Eine magische Nacht

Wir waren in der Grundschule ein eingeschworener Haufen. Tochter eines Polizisten, eines Oberstmajors, eines Bergmanns, Söhne von Beamten, Stahlkochern ... wir waren 8 Mädchen und 8 Jungs. Auch danach blieben wir eng verbunden (darum plädiere ich übrigens für eine 6jährige Grundschulzeit). Mit 15/16 hatten wir ein Klassentreffen mit unserer ehem. Lehrerin und entschieden, unsere Klassenfahrt aus der Dritten zu wiederholen. Wir aktivierten unsere Eltern, Zelte, Bier, Holzkohle und fuhren los. Unsere Lehrerin, die schon einige unserer Eltern unterrichtet hatte, brachte ihren Mann mit und ihre zwei Hunde.

In der dritten Klasse hatten wir viel Spaß, mit Taschenlampen und Geistergeschichten. Genau das wollten wir noch einmal erleben. Zunächst waren wir enttäuscht: Was im Alter von zehn Jahren riesig wirkt, ist mit 15-16 plötzlich viel kleiner. Die Herberge hatte keine Zimmer mehr frei, aber wir durften dort zelten.
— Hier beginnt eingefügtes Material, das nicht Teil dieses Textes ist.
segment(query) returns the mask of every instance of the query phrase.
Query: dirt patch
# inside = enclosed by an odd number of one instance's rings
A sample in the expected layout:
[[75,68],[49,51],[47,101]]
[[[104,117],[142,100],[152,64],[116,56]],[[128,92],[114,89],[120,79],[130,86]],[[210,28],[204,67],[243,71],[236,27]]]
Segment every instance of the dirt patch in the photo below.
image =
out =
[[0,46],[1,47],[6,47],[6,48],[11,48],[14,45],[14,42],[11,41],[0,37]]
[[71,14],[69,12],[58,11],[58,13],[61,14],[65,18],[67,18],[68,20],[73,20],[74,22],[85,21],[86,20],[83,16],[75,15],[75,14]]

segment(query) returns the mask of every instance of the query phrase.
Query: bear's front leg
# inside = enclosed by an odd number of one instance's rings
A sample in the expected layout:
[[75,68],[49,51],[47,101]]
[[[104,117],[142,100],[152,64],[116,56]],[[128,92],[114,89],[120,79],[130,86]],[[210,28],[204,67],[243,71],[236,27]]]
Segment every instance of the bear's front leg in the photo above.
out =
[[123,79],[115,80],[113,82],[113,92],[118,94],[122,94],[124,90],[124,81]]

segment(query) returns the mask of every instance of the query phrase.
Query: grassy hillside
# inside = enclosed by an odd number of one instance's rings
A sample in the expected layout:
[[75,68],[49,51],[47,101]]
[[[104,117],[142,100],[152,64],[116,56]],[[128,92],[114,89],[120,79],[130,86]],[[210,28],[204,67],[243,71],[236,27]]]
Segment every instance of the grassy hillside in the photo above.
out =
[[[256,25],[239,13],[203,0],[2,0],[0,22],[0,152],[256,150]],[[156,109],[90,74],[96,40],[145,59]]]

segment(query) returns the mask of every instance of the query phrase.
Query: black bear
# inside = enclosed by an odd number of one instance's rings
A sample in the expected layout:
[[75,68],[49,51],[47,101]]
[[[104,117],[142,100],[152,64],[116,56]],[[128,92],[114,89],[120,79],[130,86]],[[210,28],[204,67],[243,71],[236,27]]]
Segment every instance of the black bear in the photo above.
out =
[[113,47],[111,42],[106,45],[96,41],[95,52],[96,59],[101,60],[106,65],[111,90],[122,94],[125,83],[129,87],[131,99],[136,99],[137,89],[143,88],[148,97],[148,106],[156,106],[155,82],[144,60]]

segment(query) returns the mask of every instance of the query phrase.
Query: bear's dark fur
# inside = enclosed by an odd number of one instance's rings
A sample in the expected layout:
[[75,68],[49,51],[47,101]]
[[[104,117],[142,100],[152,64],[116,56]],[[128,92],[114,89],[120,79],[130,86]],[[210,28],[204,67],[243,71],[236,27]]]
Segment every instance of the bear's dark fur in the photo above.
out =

Vor kurzem fielen mir Fotos dieses Erlebnisses in die Hände: Wie mein Vater zwei Zeltstangen hielt und Verenas Vater die Heringe in den Boden schlug. Wie Marks Vater Holz aufschichtete und Mark zusammen mit Dirk Papier zerknüllte. Wie Katrins Papa mit Janines Papa unter Zeltdächern verschwand und man nur noch wildrudernde Arme sah. Wir haben Tränen gelacht. Wir Mädels hatten Salate geschnibbelt und dann wurde es langsam dunkel. Das Feuer brannte schön, die Papas wollten fahren. Aber ... niemand wollte, dass sie fuhren. Es war so schön, mit unseren Vätern auf der Holzbank rund ums Feuer zu sitzen. Von ihrer Schulzeit zu hören, manche kannten sich - genau wie wir - ihr Leben lang. Unsere Lehrerin hat einige Missverständnisse ausgeräumt: Saschas Vater war viel schlimmer als sein Sohn, obwohl der Papa es genau andersherum empfand.

Wir konnten uns nicht satthören an ihren Geschichten und haben gemeinsam viele Erinnerungen getauscht. Michaels Vater war schon zu unserer Grundschulzeit verstorben und Peters Vater ein paar Jahre danach. Alle Väter und auch wir Kids haben Erinnerungen über die beiden Verstorbenen mit den Jungs geteilt. Jeder von uns hat eine kleine Anekdote zugesteuert. Ganz nebenbei erfuhr Dirks Vater endlich, wer seine Holzhütte abgefackelt - und Bianca, wer Wachs auf ihr Kommunionskleid getropft hatte.

In dieser Nacht war alles vergeben und vergessen. Es wurde getrunken, geschunkelt, umarmt, verstohlen geweint, aber am meisten wurde gelacht. Irgendwann sind wir dann in irgendwelche Schlafsäcke gekrochen, ein paar Väter haben in ihren Autos geschlafen. Am nächsten Morgen haben wir gefrühstückt, zusammengepackt und sind wieder in unsere alten Leben zurückgekehrt; die Väter zu ihren Jobs und Ehefrauen, und wir in unsere Pubertät: Auf Haupt- oder Realschule, oder aufs Gymnasium. Aber in jener Nacht damals, verschwanden die Grenzen der Generationen. In dieser einen magischen Nacht gehörten wir noch einmal alle zusammen. Gemeinsam mit unseren Vätern - und unserer Lehrerin.